To address the situation, recently Malaysia struck a deal with Nepal to directly recruit its workers, without going through agents. The agreement came after Nepal suspended sending workers due to concerns about their treatment.
The agreement with Nepal aims at curbing human trafficking and exploitation of workers, Malaysian human resources minister M. Kulasegaran told the Thomson Reuters Foundation.
‘They must not be in a bondage situation in this country and caught in a vicious cycle of earning to pay back money.’
Under the agreement, which came into effect on October 29, Nepali workers will be hired on a government-to-government basis. Malaysian employers will have to bear all the recruitment costs, including airfare, and visa and medical check-up fees.
Kulasegaran said Malaysia was negotiating similar agreements with Bangladesh, Indonesia and Vietnam.
Bangladesh, Indonesia and Nepal are the top providers of Malaysia's nearly two million registered migrant workers, government figures show. There are millions more without work permits.
The world's largest glove maker, the Malaysian firm Top Glove, said this month it would cut ties with unethical recruitment agents, after some of its migrant workers were found to have clocked excessive overtime to clear debts.
Debt bondage is one of the most prevalent forms of modern slavery, which affects more than 40 million people worldwide, according to the United Nations' International Labour Organization.
Kulasegaran urged major firms operating in Malaysia to take the lead in ensuring there were no labour abuses of migrant workers.
Global migration expert and Hague based Bangladeshi diaspora forum BASUG’ chairman Bikash Chowdhury Barua has welcome the announcement of the Malaysian government to take steps in order to eliminate ‘middlemen’ who exploit millions of foreign workers while charging recruitment fees and put them in the chain of debts for years together,.

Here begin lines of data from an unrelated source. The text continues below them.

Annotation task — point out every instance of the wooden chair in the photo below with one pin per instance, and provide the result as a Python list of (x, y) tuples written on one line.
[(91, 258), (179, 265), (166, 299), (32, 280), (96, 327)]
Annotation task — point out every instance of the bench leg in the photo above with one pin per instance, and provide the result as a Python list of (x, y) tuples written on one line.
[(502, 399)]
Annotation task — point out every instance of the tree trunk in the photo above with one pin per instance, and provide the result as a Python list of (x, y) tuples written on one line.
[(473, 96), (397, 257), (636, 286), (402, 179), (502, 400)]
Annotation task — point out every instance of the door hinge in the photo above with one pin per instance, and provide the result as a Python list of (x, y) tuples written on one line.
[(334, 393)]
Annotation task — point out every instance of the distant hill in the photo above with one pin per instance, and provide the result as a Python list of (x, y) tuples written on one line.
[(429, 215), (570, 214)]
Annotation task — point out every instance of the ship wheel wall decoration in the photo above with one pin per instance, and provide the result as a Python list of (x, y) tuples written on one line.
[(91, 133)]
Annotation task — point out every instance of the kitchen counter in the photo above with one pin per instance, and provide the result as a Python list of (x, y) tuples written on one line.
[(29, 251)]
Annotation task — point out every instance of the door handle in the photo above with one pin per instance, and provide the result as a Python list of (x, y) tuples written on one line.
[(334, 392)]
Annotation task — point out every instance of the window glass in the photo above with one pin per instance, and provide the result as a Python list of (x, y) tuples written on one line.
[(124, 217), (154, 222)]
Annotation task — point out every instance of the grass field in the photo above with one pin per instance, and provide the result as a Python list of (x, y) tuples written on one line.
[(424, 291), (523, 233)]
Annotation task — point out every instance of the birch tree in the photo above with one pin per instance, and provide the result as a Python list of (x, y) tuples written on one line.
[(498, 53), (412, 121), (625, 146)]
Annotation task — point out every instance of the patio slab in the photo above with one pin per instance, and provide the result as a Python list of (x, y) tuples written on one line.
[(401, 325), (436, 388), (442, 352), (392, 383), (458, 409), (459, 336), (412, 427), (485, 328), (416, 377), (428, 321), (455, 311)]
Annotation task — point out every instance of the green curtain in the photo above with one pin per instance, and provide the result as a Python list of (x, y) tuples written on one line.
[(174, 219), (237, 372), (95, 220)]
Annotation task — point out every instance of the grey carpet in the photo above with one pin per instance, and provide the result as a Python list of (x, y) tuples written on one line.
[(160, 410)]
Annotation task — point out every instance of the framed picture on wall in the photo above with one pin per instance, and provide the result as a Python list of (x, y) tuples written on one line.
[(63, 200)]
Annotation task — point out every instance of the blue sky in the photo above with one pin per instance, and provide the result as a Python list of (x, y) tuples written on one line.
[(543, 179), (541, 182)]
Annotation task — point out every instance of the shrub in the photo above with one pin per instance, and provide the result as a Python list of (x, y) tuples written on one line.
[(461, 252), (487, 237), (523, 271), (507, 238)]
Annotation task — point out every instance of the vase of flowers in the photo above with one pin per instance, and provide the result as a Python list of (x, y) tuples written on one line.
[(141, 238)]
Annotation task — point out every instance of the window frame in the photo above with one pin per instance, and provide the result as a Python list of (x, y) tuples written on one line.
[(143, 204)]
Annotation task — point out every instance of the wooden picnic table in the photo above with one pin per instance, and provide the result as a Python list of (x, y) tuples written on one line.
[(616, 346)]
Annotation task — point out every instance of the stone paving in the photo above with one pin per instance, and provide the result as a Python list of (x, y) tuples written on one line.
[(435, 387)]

‘We hope that the Malaysian government will also strike a deal with Bangladesh government so that the Bangladeshi workers do not face such problems in the hands of the middlemen at both ends,’ he said.
He added that if such deal could be struck between Bangladesh and Malaysian government, it would reduce human trafficking and exploitation of the workers.

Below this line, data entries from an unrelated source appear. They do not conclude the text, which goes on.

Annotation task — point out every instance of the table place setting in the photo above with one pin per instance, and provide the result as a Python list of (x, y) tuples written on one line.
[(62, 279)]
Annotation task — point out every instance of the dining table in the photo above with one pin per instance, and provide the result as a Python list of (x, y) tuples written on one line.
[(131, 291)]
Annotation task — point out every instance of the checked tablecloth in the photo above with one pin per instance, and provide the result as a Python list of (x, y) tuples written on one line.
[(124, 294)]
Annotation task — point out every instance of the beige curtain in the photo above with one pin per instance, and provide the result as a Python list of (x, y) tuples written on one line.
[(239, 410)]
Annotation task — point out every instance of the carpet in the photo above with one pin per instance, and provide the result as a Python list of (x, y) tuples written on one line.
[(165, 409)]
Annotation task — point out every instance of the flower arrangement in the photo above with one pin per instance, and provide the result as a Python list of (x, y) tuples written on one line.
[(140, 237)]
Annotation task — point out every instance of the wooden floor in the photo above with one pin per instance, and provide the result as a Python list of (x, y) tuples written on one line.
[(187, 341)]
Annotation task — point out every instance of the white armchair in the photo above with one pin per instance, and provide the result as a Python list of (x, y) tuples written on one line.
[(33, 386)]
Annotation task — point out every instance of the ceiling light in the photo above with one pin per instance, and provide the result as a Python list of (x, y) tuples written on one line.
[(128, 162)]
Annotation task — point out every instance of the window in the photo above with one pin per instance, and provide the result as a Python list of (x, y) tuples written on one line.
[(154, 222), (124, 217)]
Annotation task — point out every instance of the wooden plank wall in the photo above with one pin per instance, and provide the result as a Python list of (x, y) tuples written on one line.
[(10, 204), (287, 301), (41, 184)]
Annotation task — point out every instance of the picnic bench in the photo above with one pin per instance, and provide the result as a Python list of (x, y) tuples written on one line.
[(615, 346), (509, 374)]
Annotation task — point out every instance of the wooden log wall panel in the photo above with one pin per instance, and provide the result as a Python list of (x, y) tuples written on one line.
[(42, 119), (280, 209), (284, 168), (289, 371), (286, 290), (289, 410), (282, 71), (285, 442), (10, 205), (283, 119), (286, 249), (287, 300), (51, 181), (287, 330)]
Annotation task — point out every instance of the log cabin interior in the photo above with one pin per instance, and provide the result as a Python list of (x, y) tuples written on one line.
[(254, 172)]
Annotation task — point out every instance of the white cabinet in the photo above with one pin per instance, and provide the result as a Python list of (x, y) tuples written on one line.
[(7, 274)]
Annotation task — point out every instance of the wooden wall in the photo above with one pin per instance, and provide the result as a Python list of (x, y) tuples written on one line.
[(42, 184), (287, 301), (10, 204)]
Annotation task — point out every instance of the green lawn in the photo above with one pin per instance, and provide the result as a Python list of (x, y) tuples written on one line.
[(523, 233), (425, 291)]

‘We also urge the Bangladesh government to make our mission in Malaysia more migrants-friendly,’ he said.
During a recent visit to Malaysia, he quoted a group of Bangladeshi migrant workers saying that ‘we are not treated properly by our mission in Malaysia, while we are according to our government ‘golden sons’ of the country.’
Malaysia-based human rights group North South Initiative's director Adrian Pereira said hat the agents were overcharging ‘is a very old story.’
‘Malaysia and its cross border counterpart agencies have very weak collaboration when it comes to access to justice and putting an end to overcharging,’ he said.
He said that the Malaysian companies who use their services must be held responsible and return all the excess money back to the workers.
‘So only when there is solid cross border enforcements and compliance with global standards on Human Rights and Business can we address this issue.’
Over eight lakh Bangladeshi workers are working in Malaysia.